Had I been the DJ I might have just left a very long playing record of the turntable and gone home! Actually, now I think about it…. During my short time in South Africa, I became acquainted with “boom boom buses”. The Indian population travelled about the city in minibuses blaring with music. The bass would be turned up so loud that the bus throbbed with the constant beat. The DJ began with that kind of music. The transition from one song to another was entirely spot on – one booming bass line to another booming base line. I rather thought it was probably what people who are 21 dance to or listen to these days. The 21 year olds present might have been listening, but they weren’t dancing. I snuck a glimpse at the watch to see if I had stayed long enough to not be rude if I left.
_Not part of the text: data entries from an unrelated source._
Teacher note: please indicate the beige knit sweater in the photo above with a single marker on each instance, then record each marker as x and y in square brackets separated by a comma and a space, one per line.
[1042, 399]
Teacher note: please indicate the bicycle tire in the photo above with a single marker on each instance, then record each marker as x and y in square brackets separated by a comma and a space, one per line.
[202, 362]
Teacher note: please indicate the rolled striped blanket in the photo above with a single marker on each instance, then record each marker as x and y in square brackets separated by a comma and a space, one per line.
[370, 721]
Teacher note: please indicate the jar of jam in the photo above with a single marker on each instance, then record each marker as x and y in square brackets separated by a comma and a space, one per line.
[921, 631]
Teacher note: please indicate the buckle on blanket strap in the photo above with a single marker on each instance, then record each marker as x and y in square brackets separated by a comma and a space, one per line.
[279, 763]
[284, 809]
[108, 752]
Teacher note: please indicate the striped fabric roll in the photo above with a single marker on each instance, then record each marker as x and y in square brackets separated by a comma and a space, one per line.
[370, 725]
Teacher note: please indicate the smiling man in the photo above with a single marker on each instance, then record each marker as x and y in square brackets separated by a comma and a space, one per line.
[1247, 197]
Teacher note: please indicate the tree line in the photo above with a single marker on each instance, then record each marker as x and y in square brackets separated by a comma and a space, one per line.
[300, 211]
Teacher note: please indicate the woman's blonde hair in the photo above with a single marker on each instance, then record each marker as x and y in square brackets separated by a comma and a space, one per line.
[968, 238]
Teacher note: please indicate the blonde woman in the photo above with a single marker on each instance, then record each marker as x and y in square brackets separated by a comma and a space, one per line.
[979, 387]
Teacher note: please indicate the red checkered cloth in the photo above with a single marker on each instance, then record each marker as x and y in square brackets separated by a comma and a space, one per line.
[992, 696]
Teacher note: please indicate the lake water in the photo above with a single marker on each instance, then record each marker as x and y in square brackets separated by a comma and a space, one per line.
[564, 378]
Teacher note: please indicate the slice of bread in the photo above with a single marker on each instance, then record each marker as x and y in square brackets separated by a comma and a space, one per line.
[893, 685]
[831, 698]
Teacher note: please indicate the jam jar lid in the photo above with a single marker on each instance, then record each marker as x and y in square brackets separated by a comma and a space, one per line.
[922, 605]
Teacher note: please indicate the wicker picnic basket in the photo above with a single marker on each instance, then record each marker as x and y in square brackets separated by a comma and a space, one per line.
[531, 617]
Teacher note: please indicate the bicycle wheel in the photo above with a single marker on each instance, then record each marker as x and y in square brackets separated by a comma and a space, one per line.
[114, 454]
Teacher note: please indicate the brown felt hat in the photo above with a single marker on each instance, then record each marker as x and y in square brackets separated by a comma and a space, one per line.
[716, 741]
It seems to me that, if you are going to have that volume of music you aught to dance because the option of yelling into the ear of the person sitting next to you just doesn’t work! But converse we did!
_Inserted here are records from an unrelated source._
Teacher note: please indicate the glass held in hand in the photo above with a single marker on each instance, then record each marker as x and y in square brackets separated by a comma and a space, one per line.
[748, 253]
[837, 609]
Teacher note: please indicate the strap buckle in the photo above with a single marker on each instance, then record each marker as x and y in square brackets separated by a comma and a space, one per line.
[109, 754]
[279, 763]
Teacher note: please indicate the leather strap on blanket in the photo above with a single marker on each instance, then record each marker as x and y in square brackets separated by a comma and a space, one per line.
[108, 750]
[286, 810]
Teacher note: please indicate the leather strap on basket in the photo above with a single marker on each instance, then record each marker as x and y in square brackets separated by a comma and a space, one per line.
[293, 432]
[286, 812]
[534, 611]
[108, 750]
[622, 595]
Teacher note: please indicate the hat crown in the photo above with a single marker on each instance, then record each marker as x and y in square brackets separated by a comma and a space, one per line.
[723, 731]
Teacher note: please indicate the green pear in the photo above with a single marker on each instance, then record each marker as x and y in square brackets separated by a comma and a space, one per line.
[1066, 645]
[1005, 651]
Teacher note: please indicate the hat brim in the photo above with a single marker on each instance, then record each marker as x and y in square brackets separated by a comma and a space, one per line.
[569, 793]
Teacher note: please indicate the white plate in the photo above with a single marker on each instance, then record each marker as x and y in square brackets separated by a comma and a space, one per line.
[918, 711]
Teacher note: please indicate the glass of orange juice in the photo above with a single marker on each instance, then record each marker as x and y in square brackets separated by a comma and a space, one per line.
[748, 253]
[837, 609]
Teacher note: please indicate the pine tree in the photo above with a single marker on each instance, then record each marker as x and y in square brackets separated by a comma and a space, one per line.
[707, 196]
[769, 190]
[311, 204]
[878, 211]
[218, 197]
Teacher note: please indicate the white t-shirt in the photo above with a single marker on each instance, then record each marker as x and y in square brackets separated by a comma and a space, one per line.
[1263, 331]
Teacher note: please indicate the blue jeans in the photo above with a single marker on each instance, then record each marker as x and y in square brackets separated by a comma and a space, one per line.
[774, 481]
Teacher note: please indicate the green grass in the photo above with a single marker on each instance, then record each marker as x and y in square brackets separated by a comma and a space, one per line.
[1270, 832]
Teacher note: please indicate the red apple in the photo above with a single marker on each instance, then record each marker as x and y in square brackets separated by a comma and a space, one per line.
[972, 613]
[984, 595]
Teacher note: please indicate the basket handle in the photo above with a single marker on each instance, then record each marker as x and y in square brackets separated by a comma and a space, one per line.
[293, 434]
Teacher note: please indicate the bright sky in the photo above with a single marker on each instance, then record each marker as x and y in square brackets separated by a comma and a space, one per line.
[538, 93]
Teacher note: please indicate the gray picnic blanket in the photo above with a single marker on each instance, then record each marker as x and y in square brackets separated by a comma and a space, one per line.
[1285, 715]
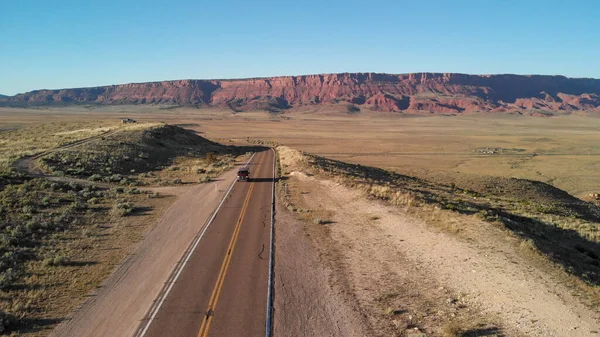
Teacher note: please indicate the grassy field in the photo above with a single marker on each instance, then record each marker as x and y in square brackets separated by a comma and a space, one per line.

It would appear that the TV watching world is split between The X Factor and Strictly Come Dancing. We found a tenuous connection between the two when Joe mentioned having watched the American version of Stictly and Marie Osmond being on it. From there was moved on to talk about Donny (Isn’t he gorgeous?). It was at this point that, had the music not been throbbing so loudly, we would have had more time to follow up on a throw-away comment. It was suggested that Donny’s clean living Mormon lifestyle was something to do with him wearing well, and not looking his age. (I seem to remember mentioning my 50th birthday coming up next March and there was no chorus from the audience “No? Surely not? You don’t look it!”) Anyway, that led the conversation to whether following a religious faith made you “too good”. There was this idea that there was something almost unhealthy about being too good! In their experience, church, or some level of belief in God did not have the same effect on them. They seemed to think that faith should act as a kind of vaccine protecting you from hard times and various disasters. The “Mormon” vaccine appeared to be working for Donny, but for everyone else it didn’t work…and should it work anyway? Aren’t we all better off for the struggles and trials?
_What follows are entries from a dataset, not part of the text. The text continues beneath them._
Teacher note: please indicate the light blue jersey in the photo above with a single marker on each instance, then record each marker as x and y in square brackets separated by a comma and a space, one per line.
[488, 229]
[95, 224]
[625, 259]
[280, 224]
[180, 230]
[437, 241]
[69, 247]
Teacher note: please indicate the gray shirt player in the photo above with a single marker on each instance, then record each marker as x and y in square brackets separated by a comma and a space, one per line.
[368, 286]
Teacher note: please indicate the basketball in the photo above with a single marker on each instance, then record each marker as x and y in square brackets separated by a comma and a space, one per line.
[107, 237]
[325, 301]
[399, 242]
What a wonderful opportunity to talk about the realities of faith! I saw it! I recognised the chance given! But I also recognised that I couldn’t compete with the boom boom background. And the DJ announced the buffet was open. Perhaps if there had been no boom boom and no buffet, I would still have kept quiet. They were Joe’s work mates. Maybe it was the wrong venue. They were there to party. And maybe those are just really feeble excuses!

From my experience faith is not a vaccine. It opens you up to a whole load of hard times and disasters that the people of no faith don’t encounter. They don’t worry about God’s silences. They don’t expect prayers to be answered, or people to be healed. God in the equation sometimes generates more questions than it answers!

But “too good”? I wonder if people look at my life and think – “She’s just too good for it to be good for her!” Ask the people I meet at work everyday. They will give you a very clear answer!